Student Fellow Stories: Diane Zhang

Diane Zhang is the Data-Driven Sustainability Reporting Student Fellow and a sophomore at MIT majoring in Computer Science and Molecular Biology with a Spanish minor on the pre-medicine track.

headshot of womanDiane Zhang is the Data-Driven Sustainability Reporting Student Fellow and a sophomore at MIT majoring in Computer Science and Molecular Biology with a Spanish minor on the pre-medicine track. She is working with MITOS to create a data-driven campus sustainability report that captures the Institute’s progress on its sustainability impact areas and to inspire actionable change. She hopes to incorporate environmental awareness in
all her engagements and is specifically interested in understanding MIT’s role in creating a sustainable future. Besides her position at MITOS, Diane performs bioinformatics research at the Broad Institute of MIT and Harvard working with metastatic breast cancer data.

 

What was your favorite project/ story/ assignment/ event that you worked on in your time as a Student Fellow? Why?
During my time as a Student Fellow, I have focused on creating the Data-Driven Sustainability Report. Within the report, working on the Material Lifecycles section where we analyzed waste patterns at the Institute over time and by building was particularly meaningful.  This related to my previous experience measuring contamination of trash in recycling for a pilot experiment with Waste Watchers. However, instead of collecting data in-person, with MITOS, I had the opportunity to study the more comprehensive picture of waste at MIT. For me, it was important to observe from the data the large extent of waste contamination in recycling containers, and consider how this information might apply to future actions (such as by identifying which materials contributed most to this contamination). Another unique aspect of analyzing trends over time was to see how waste patterns changed (or which remained the same) pre- and post-MIT policies which were motivated by the pandemic (e.g., sending students home, selectively inviting students back to campus). In general, since this will be the first data-driven report, I am excited to see how reporting on these sustainability metrics may set a precedent for MIT to more thoroughly understand how its community, interactions, and practices influence its relationship with the environment.
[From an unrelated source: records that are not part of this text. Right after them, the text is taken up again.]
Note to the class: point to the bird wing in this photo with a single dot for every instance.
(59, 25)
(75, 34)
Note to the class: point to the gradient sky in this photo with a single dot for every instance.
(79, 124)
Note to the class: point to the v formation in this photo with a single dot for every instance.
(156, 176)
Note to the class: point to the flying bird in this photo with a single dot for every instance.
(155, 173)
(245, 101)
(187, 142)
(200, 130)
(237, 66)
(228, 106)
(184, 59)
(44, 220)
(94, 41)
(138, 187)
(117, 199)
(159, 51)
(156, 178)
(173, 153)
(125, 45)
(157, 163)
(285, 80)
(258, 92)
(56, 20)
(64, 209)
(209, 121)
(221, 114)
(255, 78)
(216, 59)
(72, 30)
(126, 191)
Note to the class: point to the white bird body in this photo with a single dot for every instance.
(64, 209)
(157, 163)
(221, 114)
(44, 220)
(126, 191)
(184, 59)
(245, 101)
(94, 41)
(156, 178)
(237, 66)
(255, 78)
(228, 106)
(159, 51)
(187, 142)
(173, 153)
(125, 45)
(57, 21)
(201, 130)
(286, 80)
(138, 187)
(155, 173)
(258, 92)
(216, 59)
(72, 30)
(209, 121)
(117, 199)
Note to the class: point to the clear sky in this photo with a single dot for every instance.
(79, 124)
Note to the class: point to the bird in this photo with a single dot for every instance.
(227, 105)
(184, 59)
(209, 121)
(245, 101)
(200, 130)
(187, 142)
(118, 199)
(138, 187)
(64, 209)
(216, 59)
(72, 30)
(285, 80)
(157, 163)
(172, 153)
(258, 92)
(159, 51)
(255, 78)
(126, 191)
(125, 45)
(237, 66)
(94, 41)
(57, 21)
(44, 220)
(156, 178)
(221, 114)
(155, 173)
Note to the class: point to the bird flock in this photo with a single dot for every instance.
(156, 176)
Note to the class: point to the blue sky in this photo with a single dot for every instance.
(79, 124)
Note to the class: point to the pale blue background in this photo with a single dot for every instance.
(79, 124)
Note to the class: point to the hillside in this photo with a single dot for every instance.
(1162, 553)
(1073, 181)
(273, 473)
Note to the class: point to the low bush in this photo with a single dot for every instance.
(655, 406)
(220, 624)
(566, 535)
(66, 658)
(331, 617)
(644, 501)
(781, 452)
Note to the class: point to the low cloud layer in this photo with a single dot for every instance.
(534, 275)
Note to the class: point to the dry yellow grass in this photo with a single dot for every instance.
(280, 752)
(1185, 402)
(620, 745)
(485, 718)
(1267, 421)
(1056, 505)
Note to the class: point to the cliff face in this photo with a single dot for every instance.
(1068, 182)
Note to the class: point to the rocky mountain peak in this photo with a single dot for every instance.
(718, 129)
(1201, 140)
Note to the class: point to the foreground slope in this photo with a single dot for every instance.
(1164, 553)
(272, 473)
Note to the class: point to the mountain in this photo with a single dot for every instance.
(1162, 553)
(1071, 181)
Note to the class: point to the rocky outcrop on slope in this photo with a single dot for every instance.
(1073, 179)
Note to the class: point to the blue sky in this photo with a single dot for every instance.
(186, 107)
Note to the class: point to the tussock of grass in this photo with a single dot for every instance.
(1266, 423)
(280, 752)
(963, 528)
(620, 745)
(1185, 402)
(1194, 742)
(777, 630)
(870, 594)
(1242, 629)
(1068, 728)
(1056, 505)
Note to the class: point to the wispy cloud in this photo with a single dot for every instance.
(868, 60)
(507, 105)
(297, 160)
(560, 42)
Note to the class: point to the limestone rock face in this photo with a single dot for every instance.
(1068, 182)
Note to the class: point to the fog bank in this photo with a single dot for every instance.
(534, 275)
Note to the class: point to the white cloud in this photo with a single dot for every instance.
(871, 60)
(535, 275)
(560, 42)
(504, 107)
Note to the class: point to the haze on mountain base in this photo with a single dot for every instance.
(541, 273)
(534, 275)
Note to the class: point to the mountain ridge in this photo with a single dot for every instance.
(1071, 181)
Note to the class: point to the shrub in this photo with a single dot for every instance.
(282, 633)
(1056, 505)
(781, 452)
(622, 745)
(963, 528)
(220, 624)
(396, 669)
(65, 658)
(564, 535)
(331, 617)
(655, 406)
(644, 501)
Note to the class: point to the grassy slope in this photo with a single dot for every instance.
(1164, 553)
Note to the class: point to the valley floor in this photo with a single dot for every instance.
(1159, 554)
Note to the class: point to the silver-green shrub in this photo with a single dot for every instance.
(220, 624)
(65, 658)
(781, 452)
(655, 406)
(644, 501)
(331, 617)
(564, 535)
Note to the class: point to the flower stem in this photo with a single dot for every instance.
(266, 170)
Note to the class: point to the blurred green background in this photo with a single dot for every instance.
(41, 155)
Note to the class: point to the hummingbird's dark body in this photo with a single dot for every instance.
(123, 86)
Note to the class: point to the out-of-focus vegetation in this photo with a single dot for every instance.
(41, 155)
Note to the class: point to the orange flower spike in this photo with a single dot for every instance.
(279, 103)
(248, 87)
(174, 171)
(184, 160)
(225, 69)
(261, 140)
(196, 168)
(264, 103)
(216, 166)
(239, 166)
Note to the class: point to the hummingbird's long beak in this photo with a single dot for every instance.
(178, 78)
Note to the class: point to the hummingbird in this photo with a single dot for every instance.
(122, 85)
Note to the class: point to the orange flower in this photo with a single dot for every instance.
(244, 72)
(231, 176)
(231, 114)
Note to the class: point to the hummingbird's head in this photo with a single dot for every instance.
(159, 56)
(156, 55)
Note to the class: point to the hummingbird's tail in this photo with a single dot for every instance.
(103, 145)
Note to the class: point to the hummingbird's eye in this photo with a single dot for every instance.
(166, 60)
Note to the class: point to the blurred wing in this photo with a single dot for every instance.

In what ways has your experience as a MITOS Student Fellow influenced your career at MIT and/or beyond?
Although I am interested in medicine and biomedical research in the future, my experience as a MITOS Student Fellow has inspired me to incorporate and be involved in sustainability-related initiatives in whatever specific career I end up in. From looking at data on larger time and spatial scales, I have learned how effects of everyday practices accumulate and, therefore, would like to see data-backed sustainability research and solutions in the future institutions I am involved in. Working with MITOS has helped me consider how I can make sustainability a commitment for the long-term.

What advice would you give to other students to make the most out of the MITOS Student Fellowships?
The entire MITOS team is highly supportive and specialized, so I would encourage seeking feedback and discussion with both your supervisor and team members. Talking with the team exposed me to new considerations, ideas, and sources of information, from the specifics of my project to the broad consideration of social justice and equity in environmental science.